Notes on Scalia’s Dissent in Sebelius (Affordable Care Act)
I don’t consider Scalia to be at all the intellect he’s cracked up to be. Instead, he reminds me of an ignorant priest and boxing coach at a Catholic high school circa 1965.
Here’s two real gems from his dissent.
Regulate, Schmegulate, to Regulate is to Rule, Fool
“That understanding is consistent with the original meaning of “regulate” at the time of the Constitution’s ratification, when ‘to regulate’ meant ‘[t]o adjust by rule, method or established mode,’ 2 N. Webster, An American Dictionary of the English Lan- guage (1828); ‘[t]o adjust by rule or method,’ 2 S. Johnson, A Dictionary of the English Language (7th ed. 1785); ‘[t]o adjust, to direct according to rule,’ 2 J. Ash, New and Complete Dictionary of the English Language (1775); ‘to put in order, set to rights, govern or keep in order,’ T. Dyche & W. Pardon, A New General English Dictionary”
What Scalia misses is that dictionaries didn’t exist, in the main, until Samuel Johnson’s Dictionary of the 18th century because the ruling and scholarly elite felt no need for them.
They were demanded by the rising middle class anxious to spell, pronounce and use words correctly and unlike Shakespeare, profoundly and rather Puritanically opposed to using neologisms or existing words creatively…and unlike Shakespeare unwilling to spell “incorrectly”.
They became generations of schoolmasters who stifled any form of creativity in student writing.
The founders as members of America’s intellectual elite did not need dictionaries. This is because, as my own experience has shown me, the best way to learn new words in one’s own language or a foreign language is to simply stumble through a quality text as best one can, rarely consulting a dictionary. This is what I do when in the hospital I read Poussin’s letters.
The other way the Founders learned the meanings of words was their education in classical languages, especially Latin, and the English word regulate’s root is a Latin word that means, not to adjust according to a rule but simply to RULE.
In Roman times, ruling meant making up the laws, especially after the fall of the Republic, and the Founders knew this. They knew that government would not only have a natural (and often pernicious) habit to make regulations, but also that this was a necessity at times. It is a major reason our Constitution is based, not on supremacy of people or states, but on checks and balances.
Regulate to Madison meant not only to adjust according to the rule, it meant making the rule.
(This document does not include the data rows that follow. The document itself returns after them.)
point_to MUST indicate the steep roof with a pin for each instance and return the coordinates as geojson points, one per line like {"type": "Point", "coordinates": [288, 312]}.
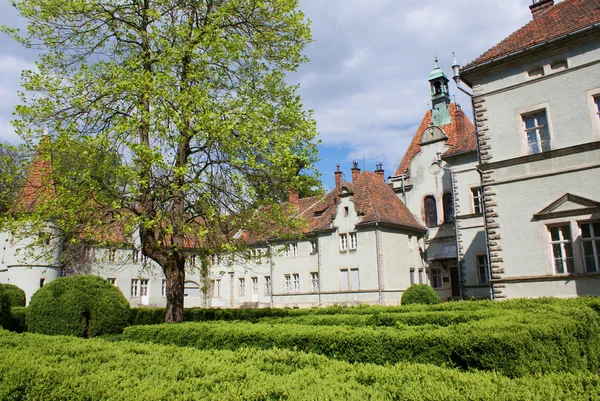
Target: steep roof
{"type": "Point", "coordinates": [378, 202]}
{"type": "Point", "coordinates": [37, 185]}
{"type": "Point", "coordinates": [561, 19]}
{"type": "Point", "coordinates": [460, 133]}
{"type": "Point", "coordinates": [373, 199]}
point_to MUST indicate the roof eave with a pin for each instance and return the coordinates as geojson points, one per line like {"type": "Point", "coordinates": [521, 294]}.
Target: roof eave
{"type": "Point", "coordinates": [471, 68]}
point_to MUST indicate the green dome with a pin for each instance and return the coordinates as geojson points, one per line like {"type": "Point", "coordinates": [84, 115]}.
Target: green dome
{"type": "Point", "coordinates": [437, 73]}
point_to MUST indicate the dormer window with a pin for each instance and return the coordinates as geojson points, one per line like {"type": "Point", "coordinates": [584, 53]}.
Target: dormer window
{"type": "Point", "coordinates": [536, 72]}
{"type": "Point", "coordinates": [559, 65]}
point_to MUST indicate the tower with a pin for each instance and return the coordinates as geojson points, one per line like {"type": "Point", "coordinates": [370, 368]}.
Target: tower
{"type": "Point", "coordinates": [440, 97]}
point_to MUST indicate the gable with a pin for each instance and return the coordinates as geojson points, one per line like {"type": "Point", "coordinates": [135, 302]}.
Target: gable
{"type": "Point", "coordinates": [568, 205]}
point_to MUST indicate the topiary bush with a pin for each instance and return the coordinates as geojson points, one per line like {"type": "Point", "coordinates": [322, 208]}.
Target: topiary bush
{"type": "Point", "coordinates": [420, 294]}
{"type": "Point", "coordinates": [82, 306]}
{"type": "Point", "coordinates": [15, 294]}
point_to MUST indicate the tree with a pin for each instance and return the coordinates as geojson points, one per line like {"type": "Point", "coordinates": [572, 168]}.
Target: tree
{"type": "Point", "coordinates": [170, 119]}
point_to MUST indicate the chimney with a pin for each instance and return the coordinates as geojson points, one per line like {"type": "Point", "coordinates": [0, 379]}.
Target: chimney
{"type": "Point", "coordinates": [294, 196]}
{"type": "Point", "coordinates": [540, 7]}
{"type": "Point", "coordinates": [355, 171]}
{"type": "Point", "coordinates": [338, 178]}
{"type": "Point", "coordinates": [379, 170]}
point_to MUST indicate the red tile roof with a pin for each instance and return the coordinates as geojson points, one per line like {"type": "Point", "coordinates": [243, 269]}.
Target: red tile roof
{"type": "Point", "coordinates": [37, 186]}
{"type": "Point", "coordinates": [561, 19]}
{"type": "Point", "coordinates": [373, 199]}
{"type": "Point", "coordinates": [460, 133]}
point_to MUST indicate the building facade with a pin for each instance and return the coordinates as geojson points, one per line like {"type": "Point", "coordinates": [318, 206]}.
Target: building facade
{"type": "Point", "coordinates": [537, 101]}
{"type": "Point", "coordinates": [438, 181]}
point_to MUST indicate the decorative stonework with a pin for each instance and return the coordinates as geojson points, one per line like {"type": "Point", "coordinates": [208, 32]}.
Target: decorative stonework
{"type": "Point", "coordinates": [489, 196]}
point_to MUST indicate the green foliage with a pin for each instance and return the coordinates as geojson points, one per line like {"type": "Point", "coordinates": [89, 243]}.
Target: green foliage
{"type": "Point", "coordinates": [15, 294]}
{"type": "Point", "coordinates": [82, 306]}
{"type": "Point", "coordinates": [160, 111]}
{"type": "Point", "coordinates": [420, 294]}
{"type": "Point", "coordinates": [515, 338]}
{"type": "Point", "coordinates": [50, 368]}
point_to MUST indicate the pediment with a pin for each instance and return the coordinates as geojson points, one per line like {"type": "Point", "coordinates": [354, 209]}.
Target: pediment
{"type": "Point", "coordinates": [569, 204]}
{"type": "Point", "coordinates": [432, 134]}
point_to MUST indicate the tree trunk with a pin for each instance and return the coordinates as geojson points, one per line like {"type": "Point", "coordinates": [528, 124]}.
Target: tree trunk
{"type": "Point", "coordinates": [175, 275]}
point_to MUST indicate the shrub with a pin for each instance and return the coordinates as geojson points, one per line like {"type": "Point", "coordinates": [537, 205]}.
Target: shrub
{"type": "Point", "coordinates": [82, 306]}
{"type": "Point", "coordinates": [420, 294]}
{"type": "Point", "coordinates": [55, 368]}
{"type": "Point", "coordinates": [15, 294]}
{"type": "Point", "coordinates": [557, 338]}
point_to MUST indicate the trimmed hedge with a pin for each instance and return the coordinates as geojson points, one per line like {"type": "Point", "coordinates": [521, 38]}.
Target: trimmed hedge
{"type": "Point", "coordinates": [15, 294]}
{"type": "Point", "coordinates": [51, 368]}
{"type": "Point", "coordinates": [82, 306]}
{"type": "Point", "coordinates": [420, 294]}
{"type": "Point", "coordinates": [515, 343]}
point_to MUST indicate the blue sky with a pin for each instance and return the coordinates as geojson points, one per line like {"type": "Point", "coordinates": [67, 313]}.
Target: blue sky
{"type": "Point", "coordinates": [367, 77]}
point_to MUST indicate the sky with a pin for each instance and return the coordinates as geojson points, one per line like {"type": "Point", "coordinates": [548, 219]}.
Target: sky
{"type": "Point", "coordinates": [366, 80]}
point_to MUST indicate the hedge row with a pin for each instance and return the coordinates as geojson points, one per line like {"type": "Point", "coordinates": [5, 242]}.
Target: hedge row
{"type": "Point", "coordinates": [157, 315]}
{"type": "Point", "coordinates": [52, 368]}
{"type": "Point", "coordinates": [514, 343]}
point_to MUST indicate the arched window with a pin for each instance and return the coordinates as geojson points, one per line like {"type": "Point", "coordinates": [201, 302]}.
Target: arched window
{"type": "Point", "coordinates": [448, 207]}
{"type": "Point", "coordinates": [430, 211]}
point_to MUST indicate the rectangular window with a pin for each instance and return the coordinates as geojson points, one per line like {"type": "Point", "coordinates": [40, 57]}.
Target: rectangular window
{"type": "Point", "coordinates": [477, 200]}
{"type": "Point", "coordinates": [537, 132]}
{"type": "Point", "coordinates": [144, 287]}
{"type": "Point", "coordinates": [353, 241]}
{"type": "Point", "coordinates": [482, 269]}
{"type": "Point", "coordinates": [590, 240]}
{"type": "Point", "coordinates": [242, 287]}
{"type": "Point", "coordinates": [314, 247]}
{"type": "Point", "coordinates": [288, 283]}
{"type": "Point", "coordinates": [216, 287]}
{"type": "Point", "coordinates": [349, 279]}
{"type": "Point", "coordinates": [436, 278]}
{"type": "Point", "coordinates": [314, 281]}
{"type": "Point", "coordinates": [254, 285]}
{"type": "Point", "coordinates": [562, 248]}
{"type": "Point", "coordinates": [343, 242]}
{"type": "Point", "coordinates": [135, 287]}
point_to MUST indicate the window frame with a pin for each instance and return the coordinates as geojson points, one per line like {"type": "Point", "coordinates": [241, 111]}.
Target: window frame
{"type": "Point", "coordinates": [594, 239]}
{"type": "Point", "coordinates": [352, 241]}
{"type": "Point", "coordinates": [315, 284]}
{"type": "Point", "coordinates": [432, 208]}
{"type": "Point", "coordinates": [343, 242]}
{"type": "Point", "coordinates": [563, 245]}
{"type": "Point", "coordinates": [477, 200]}
{"type": "Point", "coordinates": [242, 286]}
{"type": "Point", "coordinates": [481, 263]}
{"type": "Point", "coordinates": [435, 272]}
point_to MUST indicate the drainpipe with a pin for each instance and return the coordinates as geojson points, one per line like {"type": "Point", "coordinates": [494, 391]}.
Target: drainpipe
{"type": "Point", "coordinates": [271, 272]}
{"type": "Point", "coordinates": [456, 77]}
{"type": "Point", "coordinates": [378, 263]}
{"type": "Point", "coordinates": [439, 162]}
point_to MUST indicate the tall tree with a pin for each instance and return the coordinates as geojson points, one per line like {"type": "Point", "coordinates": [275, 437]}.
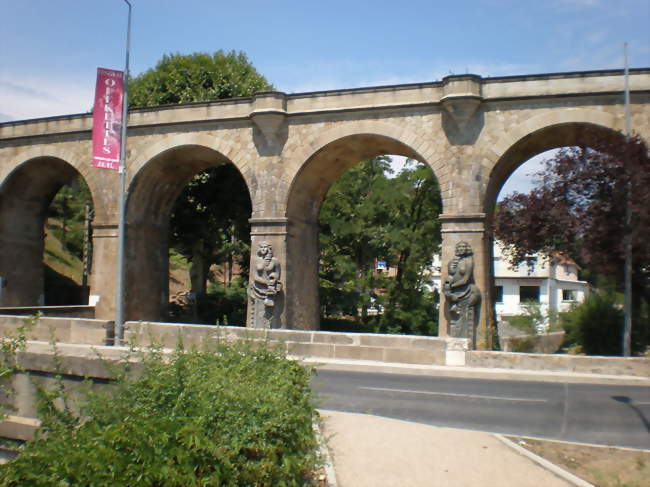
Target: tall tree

Madison, in the Federalist, spoke admiringly of Britain making her Royal Navy a “nursery for seamen” that created Britain’s mercantile fleet by way of training men and boys aboard warships, and this meant defining what was a Navy, and what was a merchant marine.
To say that the regulator cannot define the scope of what’s regulated (here, Commerce) flies in the face of common sense.
A Commerce Counter-Example
“To be sure, purchasing insurance is ”Commerce”; but one does not regulate commerce that does not exist by compelling its existence.”
That fat thug Scalia is WRONG. When the ordinary police power of the state compels the criminal through the parole system to get a frigging job, it is compelling the existence of a new form of commerce.